Others outside our family also found her wonderfully eccentric and amusing. Several of my cousins told me after her death she was their favorite aunt. One of my father’s students said she was the most interesting, the most stimulating, of all the faculty wives.

It was harder to live with her daily, to have her moods be the emotional weather you faced on any given morning. But if there was anyone suited to do it, it was my father. Steady, patient, changeless himself, he rolled with whatever the punch was—though sometimes that detachment, that distance, was the very quality that drove her mad.

Late in his life, but before he was obviously ill, I spent long parts of several summers alone with my father, and he talked to me more than he ever had before about himself. During that time he occasionally expressed regrets to me about this distance. He thought he had hurt my brothers by not being more involved with them as children. He blamed himself for not helping my mother control her drinking, her smoking. But this was a brief period, really, in his long life—only a momentary dwelling in introspection and regret. Very quickly his dispassion, brought on this time by his disease, came to him again. The dying of his brain took away the possibility of some new way of looking at things which he seemed on the verge of finding. And perhaps, after all, this was a variety of kindness.

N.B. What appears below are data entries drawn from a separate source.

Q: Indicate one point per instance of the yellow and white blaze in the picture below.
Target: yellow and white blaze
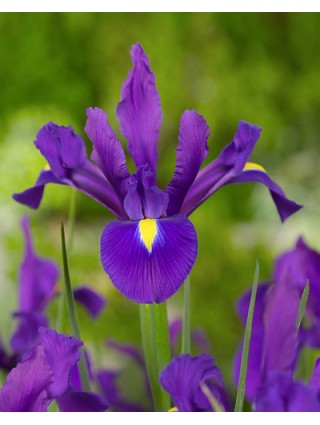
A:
(253, 166)
(148, 231)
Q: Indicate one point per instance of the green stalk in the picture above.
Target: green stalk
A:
(156, 347)
(186, 333)
(246, 345)
(72, 312)
(71, 225)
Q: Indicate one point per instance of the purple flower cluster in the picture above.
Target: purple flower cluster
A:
(151, 249)
(148, 253)
(277, 339)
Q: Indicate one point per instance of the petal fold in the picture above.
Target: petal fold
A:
(191, 152)
(108, 152)
(148, 261)
(139, 111)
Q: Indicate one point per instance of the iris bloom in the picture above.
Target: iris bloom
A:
(151, 250)
(183, 378)
(44, 376)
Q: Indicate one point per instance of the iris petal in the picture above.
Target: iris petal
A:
(139, 112)
(191, 152)
(149, 270)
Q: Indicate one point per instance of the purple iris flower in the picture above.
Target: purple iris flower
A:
(151, 250)
(281, 393)
(37, 286)
(303, 264)
(44, 376)
(182, 379)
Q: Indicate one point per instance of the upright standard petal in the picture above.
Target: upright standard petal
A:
(25, 387)
(108, 153)
(139, 111)
(148, 260)
(38, 276)
(182, 379)
(191, 152)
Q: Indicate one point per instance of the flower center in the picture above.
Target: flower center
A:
(148, 232)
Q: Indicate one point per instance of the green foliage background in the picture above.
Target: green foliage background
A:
(263, 68)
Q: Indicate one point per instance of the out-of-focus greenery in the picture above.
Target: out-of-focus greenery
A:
(263, 68)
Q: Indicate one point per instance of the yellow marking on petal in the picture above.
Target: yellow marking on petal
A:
(148, 232)
(253, 166)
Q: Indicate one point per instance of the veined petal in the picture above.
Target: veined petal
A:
(229, 164)
(88, 179)
(63, 149)
(191, 152)
(62, 352)
(81, 401)
(182, 379)
(38, 276)
(26, 336)
(32, 197)
(25, 387)
(108, 152)
(148, 260)
(139, 111)
(285, 206)
(93, 302)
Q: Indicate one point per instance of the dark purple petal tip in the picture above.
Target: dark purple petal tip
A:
(148, 260)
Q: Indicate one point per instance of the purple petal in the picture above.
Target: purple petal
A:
(63, 149)
(281, 394)
(38, 276)
(81, 401)
(229, 164)
(108, 152)
(182, 379)
(148, 261)
(108, 384)
(25, 387)
(143, 198)
(139, 111)
(285, 206)
(62, 353)
(93, 302)
(32, 197)
(191, 152)
(26, 335)
(302, 264)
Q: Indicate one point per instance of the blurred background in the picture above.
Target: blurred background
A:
(262, 68)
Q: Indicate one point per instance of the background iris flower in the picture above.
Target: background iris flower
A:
(151, 250)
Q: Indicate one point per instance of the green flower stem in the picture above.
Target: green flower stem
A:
(156, 347)
(186, 335)
(71, 225)
(72, 312)
(246, 345)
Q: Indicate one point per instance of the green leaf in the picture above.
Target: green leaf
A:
(156, 347)
(246, 345)
(302, 305)
(72, 312)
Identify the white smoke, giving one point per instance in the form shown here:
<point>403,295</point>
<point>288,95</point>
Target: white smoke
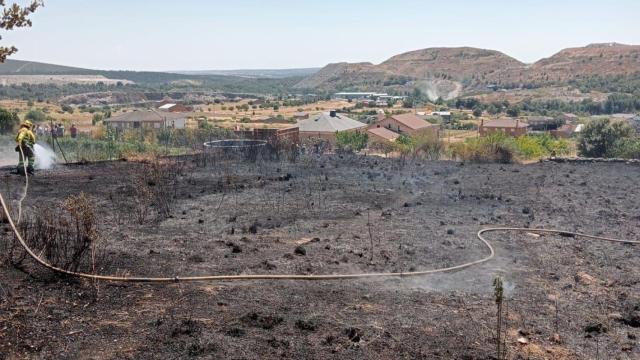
<point>45,157</point>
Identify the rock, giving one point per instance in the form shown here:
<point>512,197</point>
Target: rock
<point>585,279</point>
<point>615,316</point>
<point>300,250</point>
<point>597,328</point>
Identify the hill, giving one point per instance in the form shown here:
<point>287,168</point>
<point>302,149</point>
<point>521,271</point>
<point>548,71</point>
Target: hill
<point>444,71</point>
<point>21,67</point>
<point>255,73</point>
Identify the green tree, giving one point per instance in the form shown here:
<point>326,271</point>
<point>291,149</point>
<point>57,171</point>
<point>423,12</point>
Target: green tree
<point>598,138</point>
<point>513,111</point>
<point>66,108</point>
<point>36,116</point>
<point>8,121</point>
<point>97,118</point>
<point>15,16</point>
<point>351,140</point>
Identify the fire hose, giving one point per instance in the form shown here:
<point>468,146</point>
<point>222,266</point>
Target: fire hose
<point>243,277</point>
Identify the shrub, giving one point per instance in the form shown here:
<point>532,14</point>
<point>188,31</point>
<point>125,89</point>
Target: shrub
<point>66,237</point>
<point>36,116</point>
<point>598,138</point>
<point>349,141</point>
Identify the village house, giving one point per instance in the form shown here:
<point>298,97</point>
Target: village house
<point>569,118</point>
<point>543,123</point>
<point>381,135</point>
<point>300,115</point>
<point>408,124</point>
<point>149,119</point>
<point>170,107</point>
<point>513,127</point>
<point>325,125</point>
<point>565,131</point>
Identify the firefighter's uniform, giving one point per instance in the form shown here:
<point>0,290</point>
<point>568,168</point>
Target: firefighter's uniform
<point>25,140</point>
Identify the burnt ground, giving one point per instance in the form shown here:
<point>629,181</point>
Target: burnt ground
<point>567,298</point>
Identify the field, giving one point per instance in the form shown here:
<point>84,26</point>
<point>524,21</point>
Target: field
<point>565,298</point>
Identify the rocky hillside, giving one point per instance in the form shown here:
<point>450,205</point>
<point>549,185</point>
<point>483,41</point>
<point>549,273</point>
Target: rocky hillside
<point>444,71</point>
<point>593,60</point>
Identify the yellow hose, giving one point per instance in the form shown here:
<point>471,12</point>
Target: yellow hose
<point>286,276</point>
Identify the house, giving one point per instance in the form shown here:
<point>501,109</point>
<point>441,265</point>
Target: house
<point>300,115</point>
<point>408,124</point>
<point>513,127</point>
<point>170,107</point>
<point>445,115</point>
<point>149,119</point>
<point>569,118</point>
<point>635,123</point>
<point>381,134</point>
<point>325,125</point>
<point>544,123</point>
<point>272,134</point>
<point>564,131</point>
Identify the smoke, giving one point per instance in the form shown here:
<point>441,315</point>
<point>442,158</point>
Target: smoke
<point>45,157</point>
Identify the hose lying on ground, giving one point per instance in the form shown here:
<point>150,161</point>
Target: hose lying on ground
<point>296,277</point>
<point>281,276</point>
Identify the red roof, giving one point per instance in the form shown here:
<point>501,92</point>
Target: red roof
<point>411,121</point>
<point>505,123</point>
<point>384,133</point>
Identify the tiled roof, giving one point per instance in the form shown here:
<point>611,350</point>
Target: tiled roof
<point>411,121</point>
<point>505,123</point>
<point>384,133</point>
<point>324,122</point>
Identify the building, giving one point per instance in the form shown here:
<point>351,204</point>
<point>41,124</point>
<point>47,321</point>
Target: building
<point>381,134</point>
<point>325,126</point>
<point>272,135</point>
<point>569,118</point>
<point>408,124</point>
<point>170,107</point>
<point>300,116</point>
<point>359,95</point>
<point>445,115</point>
<point>544,123</point>
<point>513,127</point>
<point>148,119</point>
<point>635,123</point>
<point>564,131</point>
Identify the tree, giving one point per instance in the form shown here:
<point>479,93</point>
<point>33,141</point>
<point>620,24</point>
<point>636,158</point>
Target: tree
<point>36,116</point>
<point>8,121</point>
<point>513,111</point>
<point>15,16</point>
<point>351,140</point>
<point>599,137</point>
<point>67,108</point>
<point>97,118</point>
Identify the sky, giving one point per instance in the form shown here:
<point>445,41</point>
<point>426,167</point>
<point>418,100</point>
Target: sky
<point>162,35</point>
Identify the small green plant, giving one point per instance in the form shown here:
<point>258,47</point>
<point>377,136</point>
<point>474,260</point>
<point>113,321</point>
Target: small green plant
<point>498,291</point>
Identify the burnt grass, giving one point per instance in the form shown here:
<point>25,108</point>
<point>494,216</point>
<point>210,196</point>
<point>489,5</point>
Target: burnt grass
<point>569,298</point>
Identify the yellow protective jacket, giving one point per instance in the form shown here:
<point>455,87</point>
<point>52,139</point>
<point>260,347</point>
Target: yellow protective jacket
<point>25,137</point>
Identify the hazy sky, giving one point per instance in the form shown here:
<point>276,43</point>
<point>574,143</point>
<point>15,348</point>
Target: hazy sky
<point>239,34</point>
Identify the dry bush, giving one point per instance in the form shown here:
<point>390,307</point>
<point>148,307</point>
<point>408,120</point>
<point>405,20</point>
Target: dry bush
<point>155,184</point>
<point>65,237</point>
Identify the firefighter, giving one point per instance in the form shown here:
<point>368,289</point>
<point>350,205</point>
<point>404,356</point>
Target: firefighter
<point>25,140</point>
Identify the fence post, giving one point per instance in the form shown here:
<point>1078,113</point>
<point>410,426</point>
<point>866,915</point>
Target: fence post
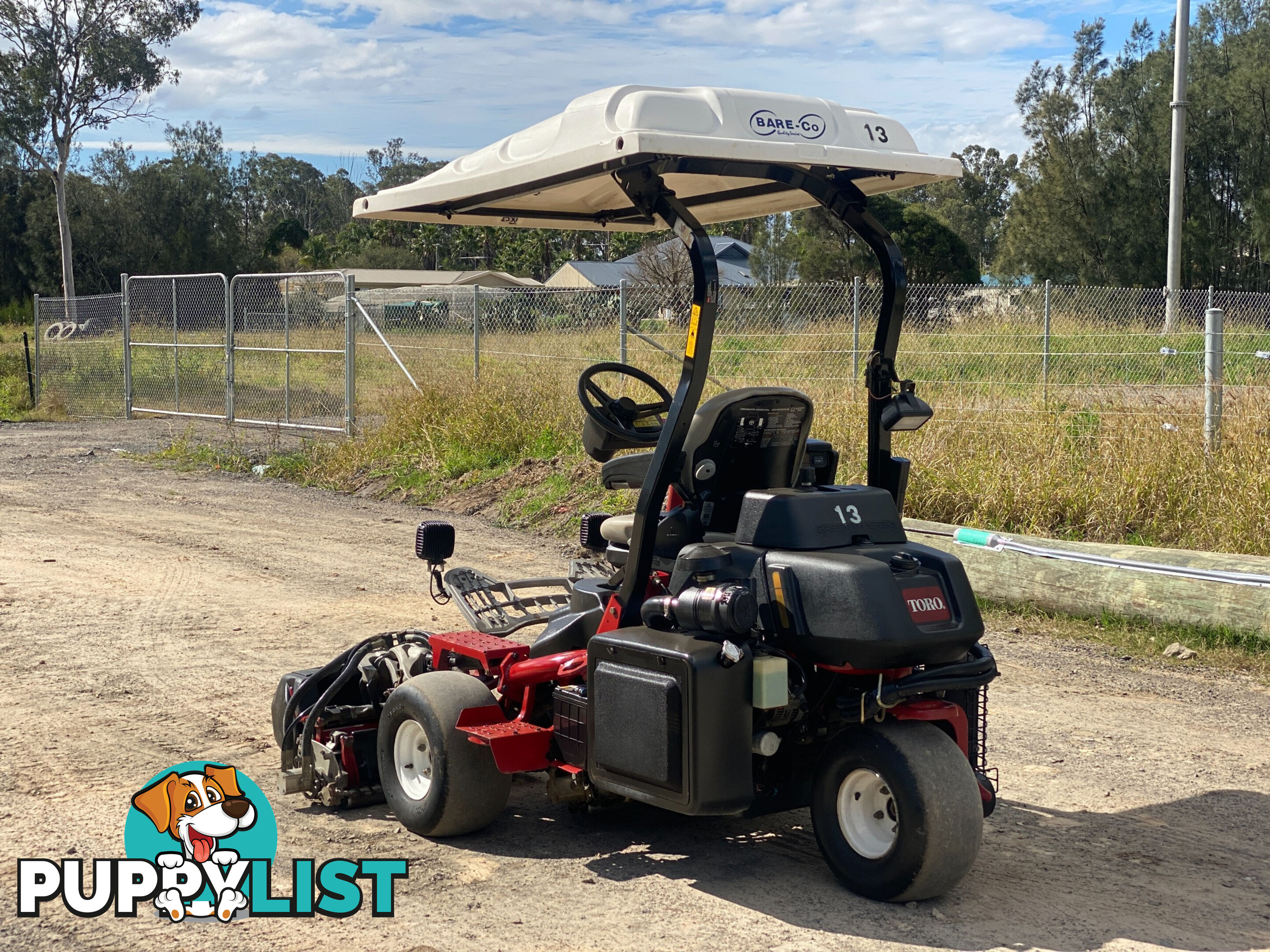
<point>1213,319</point>
<point>36,309</point>
<point>621,320</point>
<point>176,352</point>
<point>229,351</point>
<point>475,332</point>
<point>1044,351</point>
<point>855,328</point>
<point>350,357</point>
<point>126,324</point>
<point>286,347</point>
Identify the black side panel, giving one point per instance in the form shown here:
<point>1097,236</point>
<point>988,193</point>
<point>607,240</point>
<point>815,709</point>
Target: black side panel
<point>650,747</point>
<point>635,678</point>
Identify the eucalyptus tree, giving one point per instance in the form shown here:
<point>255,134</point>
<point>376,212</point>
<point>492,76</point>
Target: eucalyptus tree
<point>74,65</point>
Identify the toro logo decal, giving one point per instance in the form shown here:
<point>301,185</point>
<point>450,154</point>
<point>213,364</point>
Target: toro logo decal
<point>200,840</point>
<point>927,605</point>
<point>765,122</point>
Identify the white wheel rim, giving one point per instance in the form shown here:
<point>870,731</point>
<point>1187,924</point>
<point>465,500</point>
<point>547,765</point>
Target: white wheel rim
<point>412,757</point>
<point>868,814</point>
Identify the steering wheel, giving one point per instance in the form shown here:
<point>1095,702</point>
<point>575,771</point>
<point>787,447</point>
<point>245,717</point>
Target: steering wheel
<point>621,417</point>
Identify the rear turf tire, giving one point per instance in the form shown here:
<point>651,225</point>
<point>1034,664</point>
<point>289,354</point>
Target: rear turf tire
<point>897,811</point>
<point>436,781</point>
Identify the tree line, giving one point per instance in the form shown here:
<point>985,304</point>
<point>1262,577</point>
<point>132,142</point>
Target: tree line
<point>1086,204</point>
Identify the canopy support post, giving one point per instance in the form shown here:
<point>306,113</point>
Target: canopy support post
<point>648,192</point>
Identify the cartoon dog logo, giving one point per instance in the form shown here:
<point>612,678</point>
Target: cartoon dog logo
<point>198,810</point>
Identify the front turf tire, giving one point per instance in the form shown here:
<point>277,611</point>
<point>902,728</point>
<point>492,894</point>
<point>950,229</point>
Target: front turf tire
<point>897,811</point>
<point>436,781</point>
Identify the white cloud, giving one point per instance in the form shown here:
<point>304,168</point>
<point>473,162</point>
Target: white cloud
<point>897,27</point>
<point>445,12</point>
<point>327,78</point>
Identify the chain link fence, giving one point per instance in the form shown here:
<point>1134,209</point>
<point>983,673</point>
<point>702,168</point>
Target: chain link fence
<point>289,350</point>
<point>987,358</point>
<point>79,354</point>
<point>176,344</point>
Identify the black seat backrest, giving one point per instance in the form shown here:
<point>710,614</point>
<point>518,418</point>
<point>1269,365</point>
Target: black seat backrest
<point>743,439</point>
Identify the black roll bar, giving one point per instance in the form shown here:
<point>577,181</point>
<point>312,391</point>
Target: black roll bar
<point>646,187</point>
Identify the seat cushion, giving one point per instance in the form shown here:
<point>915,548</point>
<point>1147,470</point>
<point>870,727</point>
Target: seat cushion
<point>618,528</point>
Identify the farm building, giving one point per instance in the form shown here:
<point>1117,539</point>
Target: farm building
<point>733,259</point>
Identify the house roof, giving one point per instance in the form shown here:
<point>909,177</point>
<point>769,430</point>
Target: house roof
<point>731,254</point>
<point>560,173</point>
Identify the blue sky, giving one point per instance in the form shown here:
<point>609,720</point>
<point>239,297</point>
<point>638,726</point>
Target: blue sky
<point>327,79</point>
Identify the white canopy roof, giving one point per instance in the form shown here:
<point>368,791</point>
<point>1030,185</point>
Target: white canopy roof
<point>559,173</point>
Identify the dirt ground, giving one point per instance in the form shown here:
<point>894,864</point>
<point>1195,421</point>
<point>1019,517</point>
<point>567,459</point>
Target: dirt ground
<point>1136,801</point>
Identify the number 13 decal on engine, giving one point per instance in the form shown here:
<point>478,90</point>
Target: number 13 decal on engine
<point>848,514</point>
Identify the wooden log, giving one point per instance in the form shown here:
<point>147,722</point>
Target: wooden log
<point>1077,588</point>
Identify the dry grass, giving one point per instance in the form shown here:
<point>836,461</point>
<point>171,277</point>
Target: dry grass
<point>1141,640</point>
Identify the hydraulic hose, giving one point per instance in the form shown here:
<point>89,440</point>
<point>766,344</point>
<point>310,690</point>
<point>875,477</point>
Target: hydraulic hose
<point>346,662</point>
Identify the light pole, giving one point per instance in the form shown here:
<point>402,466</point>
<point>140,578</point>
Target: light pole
<point>1177,165</point>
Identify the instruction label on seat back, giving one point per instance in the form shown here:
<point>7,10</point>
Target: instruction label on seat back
<point>764,428</point>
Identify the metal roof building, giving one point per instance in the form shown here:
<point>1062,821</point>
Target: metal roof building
<point>732,256</point>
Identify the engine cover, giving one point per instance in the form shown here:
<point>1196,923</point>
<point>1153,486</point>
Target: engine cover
<point>848,607</point>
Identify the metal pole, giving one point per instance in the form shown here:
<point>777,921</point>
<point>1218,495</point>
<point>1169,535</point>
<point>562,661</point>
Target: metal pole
<point>31,371</point>
<point>1044,352</point>
<point>1213,318</point>
<point>475,332</point>
<point>621,320</point>
<point>176,351</point>
<point>286,348</point>
<point>350,358</point>
<point>855,327</point>
<point>229,352</point>
<point>1178,164</point>
<point>126,323</point>
<point>36,309</point>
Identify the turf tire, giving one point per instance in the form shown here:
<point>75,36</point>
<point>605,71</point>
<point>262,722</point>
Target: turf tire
<point>940,814</point>
<point>467,790</point>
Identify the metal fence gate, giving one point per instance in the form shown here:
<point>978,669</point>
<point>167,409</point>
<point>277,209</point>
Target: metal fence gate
<point>271,350</point>
<point>290,351</point>
<point>175,353</point>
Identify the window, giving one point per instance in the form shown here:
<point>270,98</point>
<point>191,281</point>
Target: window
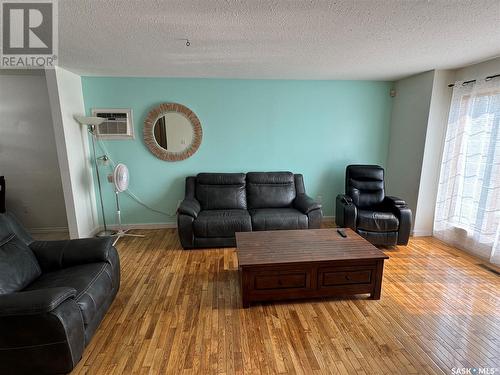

Some researchers now think that these processes, the processes that caused parts of my father’s brain to die slowly, probably begin much earlier than we’ve realized before in Alzheimer’s sufferers. Their work suggests that Dad could have been a victim of the disease for much longer in his life than even the most careful observer might have guessed.

The markers for Alzheimer’s disease (AD) are the plaques and neurofibrillary tangles that accumulate in the brain and slowly kill the neurons—the nerve cells—of which the brain is largely composed. These plaques and tangles aren’t visible in the living brain through any of the current technologies. It is true that when you scan the Alzheimer’s patient’s brain for activity, parts of it are blank—wide Seas of Forgetfulness in the fissured, moonlike surface. But this could be caused by any of a number of other diseases or insults to the brain. In fact, until recently, the only way to know definitively that someone has had Alzheimer’s disease was retrospectively, posthumously, by autopsy—by looking at the dead brain for those characteristic plaques and tangles.

The tangles—neurofibrillary tangles, or NFTs in the literature—are altered neuronal elements: actually formerly part of the brain but changed both in structural appearance and chemical nature. The plaques—senile plaques, or SPs—are extracellular deposits of aggregated proteins, an abnormal and complex material, waxy and translucent, primarily composed of beta-amyloid. Normally the protein is benign and soluble. In the course of Alzheimer’s disease there is an increase in its amount and also a change in its form, so that it becomes fibrous and toxic to neurons.

When you look at microscopic pictures of these plaques and tangles, stained, there’s a Jackson Pollock quality to their appearance. The tangles appear the darker of the two, like small distinct blobs of paint thrown hard at the canvas—so hard that often a thin tail is left streaking out behind. The plaques are bigger, more amorphous blobs than the tangles, with less-well-defined edges.

There are smaller dark squiggles visible under the microscope too, called, in this world, “curly fibers.” They are threads made of swollen synaptic nerve fibers—nerve endings normally involved in the passage of electrical impulses—which have now become fibrillar: fibrous. In the house I grew up in there was a linoleum on the kitchen floor that, though more riotous in color than any of the available stains used to reveal these structures, bore some resemblance in its splattered pattern to this picture of disease.